NCBI ORFfinder and BLAST were used to predict the putative encoded ORFs which were subsequently analyzed for putative homologous sequences (88, 89).

b

Plus (+) and minus (−) strands are indicated.

c

Defined as a pTSS from CAGE-seq analysis.

d

Defined from 3′ RNA-seq analysis. Underlined transcription ends were defined from only RNA-seq. pNG5 is in the antisense orientation relative to pNG2, and the RNA-3′ end of pNG6 is dispersed according to RNA-seq and may overlap DP42R. pNG7 overlaps pNG4 on the same strand.

e

From BioProject PRJEB31287.

Highly expressed ASFV genes during early and late infection.

In order to gain insights into expression of individual genes, we quantified mRNA levels obtained by CAGE-seq and compared the most abundant mRNAs at early and late time points (Fig. 5a).
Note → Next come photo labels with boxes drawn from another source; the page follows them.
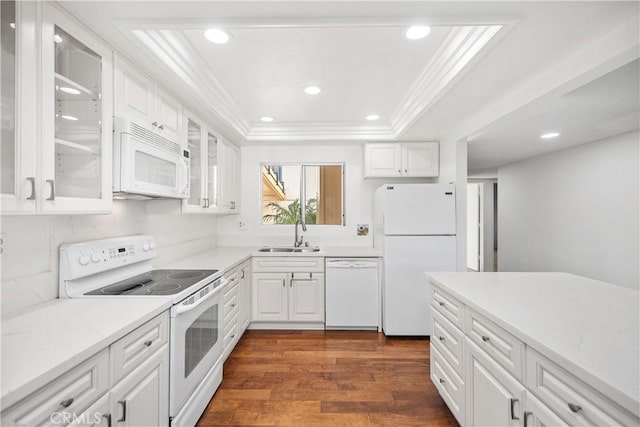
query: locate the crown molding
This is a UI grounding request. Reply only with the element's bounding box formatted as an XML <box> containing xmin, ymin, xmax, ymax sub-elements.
<box><xmin>116</xmin><ymin>17</ymin><xmax>515</xmax><ymax>141</ymax></box>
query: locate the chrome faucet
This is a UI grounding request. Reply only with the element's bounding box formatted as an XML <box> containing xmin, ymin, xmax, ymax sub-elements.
<box><xmin>293</xmin><ymin>219</ymin><xmax>307</xmax><ymax>248</ymax></box>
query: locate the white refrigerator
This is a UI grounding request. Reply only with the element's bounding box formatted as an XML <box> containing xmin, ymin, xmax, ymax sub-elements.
<box><xmin>374</xmin><ymin>184</ymin><xmax>456</xmax><ymax>336</ymax></box>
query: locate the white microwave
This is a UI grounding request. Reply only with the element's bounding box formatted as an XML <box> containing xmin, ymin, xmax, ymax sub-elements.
<box><xmin>113</xmin><ymin>117</ymin><xmax>190</xmax><ymax>199</ymax></box>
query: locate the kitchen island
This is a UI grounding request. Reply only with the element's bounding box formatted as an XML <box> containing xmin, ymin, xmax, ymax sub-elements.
<box><xmin>426</xmin><ymin>273</ymin><xmax>640</xmax><ymax>425</ymax></box>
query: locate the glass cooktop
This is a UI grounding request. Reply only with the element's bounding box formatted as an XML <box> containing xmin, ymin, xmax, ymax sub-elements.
<box><xmin>85</xmin><ymin>270</ymin><xmax>218</xmax><ymax>295</ymax></box>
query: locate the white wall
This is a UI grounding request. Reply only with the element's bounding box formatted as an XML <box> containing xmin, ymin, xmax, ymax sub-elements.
<box><xmin>498</xmin><ymin>131</ymin><xmax>640</xmax><ymax>289</ymax></box>
<box><xmin>0</xmin><ymin>200</ymin><xmax>217</xmax><ymax>317</ymax></box>
<box><xmin>218</xmin><ymin>140</ymin><xmax>458</xmax><ymax>246</ymax></box>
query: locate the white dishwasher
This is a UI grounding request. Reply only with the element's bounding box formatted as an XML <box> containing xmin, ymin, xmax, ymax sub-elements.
<box><xmin>325</xmin><ymin>258</ymin><xmax>381</xmax><ymax>330</ymax></box>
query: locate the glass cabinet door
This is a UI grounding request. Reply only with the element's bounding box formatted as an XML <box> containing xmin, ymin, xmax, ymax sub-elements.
<box><xmin>207</xmin><ymin>132</ymin><xmax>218</xmax><ymax>207</ymax></box>
<box><xmin>0</xmin><ymin>1</ymin><xmax>37</xmax><ymax>213</ymax></box>
<box><xmin>184</xmin><ymin>118</ymin><xmax>204</xmax><ymax>207</ymax></box>
<box><xmin>42</xmin><ymin>3</ymin><xmax>112</xmax><ymax>212</ymax></box>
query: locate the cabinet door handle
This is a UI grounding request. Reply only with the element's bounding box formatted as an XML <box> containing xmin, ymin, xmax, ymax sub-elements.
<box><xmin>27</xmin><ymin>176</ymin><xmax>36</xmax><ymax>200</ymax></box>
<box><xmin>45</xmin><ymin>179</ymin><xmax>56</xmax><ymax>200</ymax></box>
<box><xmin>116</xmin><ymin>400</ymin><xmax>127</xmax><ymax>423</ymax></box>
<box><xmin>509</xmin><ymin>398</ymin><xmax>520</xmax><ymax>420</ymax></box>
<box><xmin>569</xmin><ymin>403</ymin><xmax>582</xmax><ymax>414</ymax></box>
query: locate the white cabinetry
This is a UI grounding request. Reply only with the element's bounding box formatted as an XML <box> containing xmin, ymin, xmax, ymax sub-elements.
<box><xmin>251</xmin><ymin>257</ymin><xmax>324</xmax><ymax>328</ymax></box>
<box><xmin>430</xmin><ymin>281</ymin><xmax>639</xmax><ymax>426</ymax></box>
<box><xmin>364</xmin><ymin>142</ymin><xmax>440</xmax><ymax>178</ymax></box>
<box><xmin>115</xmin><ymin>55</ymin><xmax>182</xmax><ymax>142</ymax></box>
<box><xmin>2</xmin><ymin>2</ymin><xmax>112</xmax><ymax>214</ymax></box>
<box><xmin>1</xmin><ymin>312</ymin><xmax>169</xmax><ymax>426</ymax></box>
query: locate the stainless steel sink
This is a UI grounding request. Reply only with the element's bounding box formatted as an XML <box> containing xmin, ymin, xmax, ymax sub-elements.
<box><xmin>258</xmin><ymin>246</ymin><xmax>320</xmax><ymax>253</ymax></box>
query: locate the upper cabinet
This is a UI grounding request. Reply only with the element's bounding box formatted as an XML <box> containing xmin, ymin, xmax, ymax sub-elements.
<box><xmin>2</xmin><ymin>1</ymin><xmax>112</xmax><ymax>214</ymax></box>
<box><xmin>364</xmin><ymin>142</ymin><xmax>440</xmax><ymax>178</ymax></box>
<box><xmin>182</xmin><ymin>110</ymin><xmax>240</xmax><ymax>213</ymax></box>
<box><xmin>115</xmin><ymin>55</ymin><xmax>183</xmax><ymax>142</ymax></box>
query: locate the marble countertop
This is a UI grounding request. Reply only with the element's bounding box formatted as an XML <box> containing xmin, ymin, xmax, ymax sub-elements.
<box><xmin>426</xmin><ymin>273</ymin><xmax>640</xmax><ymax>416</ymax></box>
<box><xmin>0</xmin><ymin>297</ymin><xmax>171</xmax><ymax>409</ymax></box>
<box><xmin>164</xmin><ymin>246</ymin><xmax>382</xmax><ymax>271</ymax></box>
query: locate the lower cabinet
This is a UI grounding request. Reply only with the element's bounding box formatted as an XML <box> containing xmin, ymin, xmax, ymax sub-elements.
<box><xmin>1</xmin><ymin>312</ymin><xmax>169</xmax><ymax>427</ymax></box>
<box><xmin>252</xmin><ymin>272</ymin><xmax>324</xmax><ymax>323</ymax></box>
<box><xmin>466</xmin><ymin>338</ymin><xmax>526</xmax><ymax>426</ymax></box>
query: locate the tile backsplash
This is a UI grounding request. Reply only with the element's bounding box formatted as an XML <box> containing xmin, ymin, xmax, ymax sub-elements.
<box><xmin>0</xmin><ymin>200</ymin><xmax>218</xmax><ymax>317</ymax></box>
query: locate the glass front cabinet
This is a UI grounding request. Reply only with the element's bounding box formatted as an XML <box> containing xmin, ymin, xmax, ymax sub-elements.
<box><xmin>2</xmin><ymin>1</ymin><xmax>113</xmax><ymax>213</ymax></box>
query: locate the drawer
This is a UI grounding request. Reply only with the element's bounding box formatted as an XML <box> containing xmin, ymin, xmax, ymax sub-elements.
<box><xmin>110</xmin><ymin>312</ymin><xmax>169</xmax><ymax>384</ymax></box>
<box><xmin>431</xmin><ymin>310</ymin><xmax>464</xmax><ymax>377</ymax></box>
<box><xmin>430</xmin><ymin>343</ymin><xmax>465</xmax><ymax>426</ymax></box>
<box><xmin>464</xmin><ymin>307</ymin><xmax>524</xmax><ymax>382</ymax></box>
<box><xmin>432</xmin><ymin>286</ymin><xmax>464</xmax><ymax>330</ymax></box>
<box><xmin>251</xmin><ymin>256</ymin><xmax>324</xmax><ymax>273</ymax></box>
<box><xmin>224</xmin><ymin>283</ymin><xmax>240</xmax><ymax>324</ymax></box>
<box><xmin>223</xmin><ymin>316</ymin><xmax>239</xmax><ymax>350</ymax></box>
<box><xmin>526</xmin><ymin>347</ymin><xmax>640</xmax><ymax>426</ymax></box>
<box><xmin>223</xmin><ymin>268</ymin><xmax>238</xmax><ymax>295</ymax></box>
<box><xmin>2</xmin><ymin>349</ymin><xmax>109</xmax><ymax>427</ymax></box>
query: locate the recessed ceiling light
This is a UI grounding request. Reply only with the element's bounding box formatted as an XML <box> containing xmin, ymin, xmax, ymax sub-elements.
<box><xmin>204</xmin><ymin>28</ymin><xmax>231</xmax><ymax>44</ymax></box>
<box><xmin>302</xmin><ymin>86</ymin><xmax>322</xmax><ymax>95</ymax></box>
<box><xmin>57</xmin><ymin>86</ymin><xmax>80</xmax><ymax>95</ymax></box>
<box><xmin>540</xmin><ymin>132</ymin><xmax>560</xmax><ymax>139</ymax></box>
<box><xmin>404</xmin><ymin>25</ymin><xmax>431</xmax><ymax>40</ymax></box>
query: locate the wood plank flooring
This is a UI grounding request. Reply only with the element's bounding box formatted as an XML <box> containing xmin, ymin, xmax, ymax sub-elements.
<box><xmin>198</xmin><ymin>330</ymin><xmax>458</xmax><ymax>427</ymax></box>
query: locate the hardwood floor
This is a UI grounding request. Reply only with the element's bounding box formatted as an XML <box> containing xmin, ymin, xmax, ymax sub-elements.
<box><xmin>198</xmin><ymin>331</ymin><xmax>458</xmax><ymax>427</ymax></box>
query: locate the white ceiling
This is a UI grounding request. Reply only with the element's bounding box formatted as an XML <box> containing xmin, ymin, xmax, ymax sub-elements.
<box><xmin>62</xmin><ymin>1</ymin><xmax>638</xmax><ymax>168</ymax></box>
<box><xmin>467</xmin><ymin>60</ymin><xmax>640</xmax><ymax>170</ymax></box>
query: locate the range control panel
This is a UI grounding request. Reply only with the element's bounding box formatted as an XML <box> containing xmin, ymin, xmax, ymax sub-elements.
<box><xmin>60</xmin><ymin>235</ymin><xmax>156</xmax><ymax>280</ymax></box>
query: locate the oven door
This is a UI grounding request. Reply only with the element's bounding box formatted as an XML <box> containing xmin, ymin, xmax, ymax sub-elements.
<box><xmin>118</xmin><ymin>133</ymin><xmax>189</xmax><ymax>198</ymax></box>
<box><xmin>169</xmin><ymin>283</ymin><xmax>224</xmax><ymax>417</ymax></box>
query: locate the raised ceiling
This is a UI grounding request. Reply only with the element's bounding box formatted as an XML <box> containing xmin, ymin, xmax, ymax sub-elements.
<box><xmin>61</xmin><ymin>1</ymin><xmax>639</xmax><ymax>167</ymax></box>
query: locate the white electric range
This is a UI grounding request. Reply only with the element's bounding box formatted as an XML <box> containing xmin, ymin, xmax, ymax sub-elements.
<box><xmin>59</xmin><ymin>235</ymin><xmax>226</xmax><ymax>426</ymax></box>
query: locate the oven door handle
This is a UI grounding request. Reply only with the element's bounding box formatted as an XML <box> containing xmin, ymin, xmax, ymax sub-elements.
<box><xmin>171</xmin><ymin>278</ymin><xmax>229</xmax><ymax>317</ymax></box>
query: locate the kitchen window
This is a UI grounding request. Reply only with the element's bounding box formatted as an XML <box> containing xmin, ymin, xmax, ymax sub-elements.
<box><xmin>260</xmin><ymin>164</ymin><xmax>345</xmax><ymax>225</ymax></box>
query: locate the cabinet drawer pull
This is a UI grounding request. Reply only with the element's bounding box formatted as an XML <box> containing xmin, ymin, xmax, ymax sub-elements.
<box><xmin>509</xmin><ymin>398</ymin><xmax>520</xmax><ymax>420</ymax></box>
<box><xmin>569</xmin><ymin>403</ymin><xmax>582</xmax><ymax>414</ymax></box>
<box><xmin>116</xmin><ymin>400</ymin><xmax>127</xmax><ymax>423</ymax></box>
<box><xmin>45</xmin><ymin>179</ymin><xmax>56</xmax><ymax>201</ymax></box>
<box><xmin>27</xmin><ymin>176</ymin><xmax>36</xmax><ymax>200</ymax></box>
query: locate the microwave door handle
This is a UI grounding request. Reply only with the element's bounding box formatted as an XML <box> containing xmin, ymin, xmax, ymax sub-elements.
<box><xmin>172</xmin><ymin>278</ymin><xmax>229</xmax><ymax>317</ymax></box>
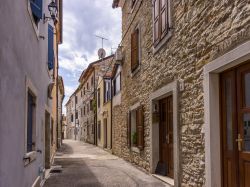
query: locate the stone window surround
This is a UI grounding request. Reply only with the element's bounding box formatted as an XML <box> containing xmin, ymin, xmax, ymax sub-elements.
<box><xmin>203</xmin><ymin>41</ymin><xmax>250</xmax><ymax>187</ymax></box>
<box><xmin>150</xmin><ymin>80</ymin><xmax>180</xmax><ymax>186</ymax></box>
<box><xmin>111</xmin><ymin>66</ymin><xmax>122</xmax><ymax>107</ymax></box>
<box><xmin>23</xmin><ymin>76</ymin><xmax>38</xmax><ymax>166</ymax></box>
<box><xmin>152</xmin><ymin>0</ymin><xmax>173</xmax><ymax>54</ymax></box>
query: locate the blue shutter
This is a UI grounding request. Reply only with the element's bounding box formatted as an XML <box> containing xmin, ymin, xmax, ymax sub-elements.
<box><xmin>48</xmin><ymin>25</ymin><xmax>54</xmax><ymax>70</ymax></box>
<box><xmin>27</xmin><ymin>93</ymin><xmax>33</xmax><ymax>152</ymax></box>
<box><xmin>30</xmin><ymin>0</ymin><xmax>43</xmax><ymax>19</ymax></box>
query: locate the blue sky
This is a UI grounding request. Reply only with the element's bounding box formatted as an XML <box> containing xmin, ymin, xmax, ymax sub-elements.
<box><xmin>59</xmin><ymin>0</ymin><xmax>121</xmax><ymax>113</ymax></box>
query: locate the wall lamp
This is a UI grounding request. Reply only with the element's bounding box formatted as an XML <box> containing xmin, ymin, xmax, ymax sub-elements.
<box><xmin>43</xmin><ymin>0</ymin><xmax>58</xmax><ymax>24</ymax></box>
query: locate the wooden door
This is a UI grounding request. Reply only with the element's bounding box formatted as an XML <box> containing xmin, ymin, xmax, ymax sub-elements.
<box><xmin>237</xmin><ymin>63</ymin><xmax>250</xmax><ymax>187</ymax></box>
<box><xmin>44</xmin><ymin>111</ymin><xmax>51</xmax><ymax>169</ymax></box>
<box><xmin>103</xmin><ymin>118</ymin><xmax>108</xmax><ymax>148</ymax></box>
<box><xmin>221</xmin><ymin>63</ymin><xmax>250</xmax><ymax>187</ymax></box>
<box><xmin>159</xmin><ymin>96</ymin><xmax>174</xmax><ymax>178</ymax></box>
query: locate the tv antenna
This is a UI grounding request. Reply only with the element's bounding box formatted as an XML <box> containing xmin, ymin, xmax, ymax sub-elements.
<box><xmin>95</xmin><ymin>35</ymin><xmax>108</xmax><ymax>48</ymax></box>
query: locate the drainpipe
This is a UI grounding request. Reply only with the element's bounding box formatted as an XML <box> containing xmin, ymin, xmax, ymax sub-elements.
<box><xmin>74</xmin><ymin>93</ymin><xmax>76</xmax><ymax>140</ymax></box>
<box><xmin>110</xmin><ymin>78</ymin><xmax>113</xmax><ymax>150</ymax></box>
<box><xmin>94</xmin><ymin>69</ymin><xmax>97</xmax><ymax>145</ymax></box>
<box><xmin>56</xmin><ymin>45</ymin><xmax>59</xmax><ymax>148</ymax></box>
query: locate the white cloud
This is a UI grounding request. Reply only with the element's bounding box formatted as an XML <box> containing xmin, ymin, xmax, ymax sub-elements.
<box><xmin>59</xmin><ymin>0</ymin><xmax>121</xmax><ymax>114</ymax></box>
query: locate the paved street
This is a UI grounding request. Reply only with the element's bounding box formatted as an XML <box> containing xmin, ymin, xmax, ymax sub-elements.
<box><xmin>45</xmin><ymin>140</ymin><xmax>166</xmax><ymax>187</ymax></box>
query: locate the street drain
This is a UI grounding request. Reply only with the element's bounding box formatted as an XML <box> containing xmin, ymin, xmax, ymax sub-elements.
<box><xmin>50</xmin><ymin>169</ymin><xmax>62</xmax><ymax>173</ymax></box>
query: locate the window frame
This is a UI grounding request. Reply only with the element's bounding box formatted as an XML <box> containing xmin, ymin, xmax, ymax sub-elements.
<box><xmin>103</xmin><ymin>79</ymin><xmax>112</xmax><ymax>103</ymax></box>
<box><xmin>23</xmin><ymin>76</ymin><xmax>38</xmax><ymax>166</ymax></box>
<box><xmin>152</xmin><ymin>0</ymin><xmax>173</xmax><ymax>54</ymax></box>
<box><xmin>127</xmin><ymin>103</ymin><xmax>145</xmax><ymax>153</ymax></box>
<box><xmin>113</xmin><ymin>72</ymin><xmax>122</xmax><ymax>96</ymax></box>
<box><xmin>130</xmin><ymin>24</ymin><xmax>142</xmax><ymax>76</ymax></box>
<box><xmin>97</xmin><ymin>88</ymin><xmax>101</xmax><ymax>109</ymax></box>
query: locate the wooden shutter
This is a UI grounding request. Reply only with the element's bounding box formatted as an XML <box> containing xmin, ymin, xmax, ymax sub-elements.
<box><xmin>159</xmin><ymin>0</ymin><xmax>168</xmax><ymax>38</ymax></box>
<box><xmin>127</xmin><ymin>111</ymin><xmax>131</xmax><ymax>147</ymax></box>
<box><xmin>136</xmin><ymin>106</ymin><xmax>144</xmax><ymax>150</ymax></box>
<box><xmin>48</xmin><ymin>25</ymin><xmax>54</xmax><ymax>70</ymax></box>
<box><xmin>153</xmin><ymin>0</ymin><xmax>160</xmax><ymax>42</ymax></box>
<box><xmin>30</xmin><ymin>0</ymin><xmax>43</xmax><ymax>19</ymax></box>
<box><xmin>131</xmin><ymin>29</ymin><xmax>139</xmax><ymax>71</ymax></box>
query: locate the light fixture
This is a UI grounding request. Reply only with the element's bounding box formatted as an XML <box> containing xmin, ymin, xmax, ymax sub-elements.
<box><xmin>43</xmin><ymin>0</ymin><xmax>58</xmax><ymax>24</ymax></box>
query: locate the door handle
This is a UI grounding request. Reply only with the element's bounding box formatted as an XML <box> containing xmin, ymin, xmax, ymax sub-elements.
<box><xmin>236</xmin><ymin>134</ymin><xmax>243</xmax><ymax>151</ymax></box>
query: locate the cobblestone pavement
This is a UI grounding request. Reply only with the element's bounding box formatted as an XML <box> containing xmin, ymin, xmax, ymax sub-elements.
<box><xmin>44</xmin><ymin>140</ymin><xmax>167</xmax><ymax>187</ymax></box>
Table S4 summarizes expression of all detected ASFV BA71V genes, including the newly annotated pNGs. For this purpose, we temporarily redefined ASFV gene transcription units (TUs) as regions spanning from the pTSS to the stop codon (as a proxy for TTS; see below) and quantified TU expression based on RNA-seq data (Fig. 5b and Table S5), which closely reflected the CAGE-seq analysis. The highly expressed genes matched those identified in the viral proteome of infected tissue cultures determined by mass spectrometry (highlighted in Fig. 5a and b) (37). Six genes in the top 20 highly expressed genes were common during early and late infection (CP312R, A151R, K205R, Y118L, pNG1, and I73R). While their expression decreased from early to late infection (see below), these genes were clearly expressed throughout, suggestive of a multistage expression pattern. Considering their high levels of expression, they are likely important throughout infection, which makes them interesting candidates as potential drug or vaccine targets. However, four (out of six) have an unknown function (Fig. 5a) and await functional investigation.

FIG 5.

FIG 5

Gene expression of ASFV genes during early and late infection. (a) Fragments per million (FPM) values for 20 most highly expressed ASFV TUs according to CAGE-seq at 5 h (left) and 16 h (right) postinfection. Genes highlighted in dark pink indicate those encoding proteins which were also found in the 20 most abundantly expressed ASFV proteins during infection of either WSL-HP, HEK293, or Vero cells according to proteome analysis done by Keßler et al. (37). Gene functions are shown after the gene name with TR and PSP referring to predicted transmembrane region and putative signal peptide, respectively. (b) The 20 most expressed genes during early (green) and late (blue) infection according to RNA-seq data over gene TU, defined from TSS to ORF stop codon. (c) MAplot from DESeq2 analysis of CAGE-seq representing the DESeq2 baseMean counts of transcript levels versus their log2 fold change, with significantly differentially expressed genes in pink (adjusted P value of <0.05). (d) MAplot representing expression of ASFV TUs including pNGs from DESeq2 analysis of RNA-seq data.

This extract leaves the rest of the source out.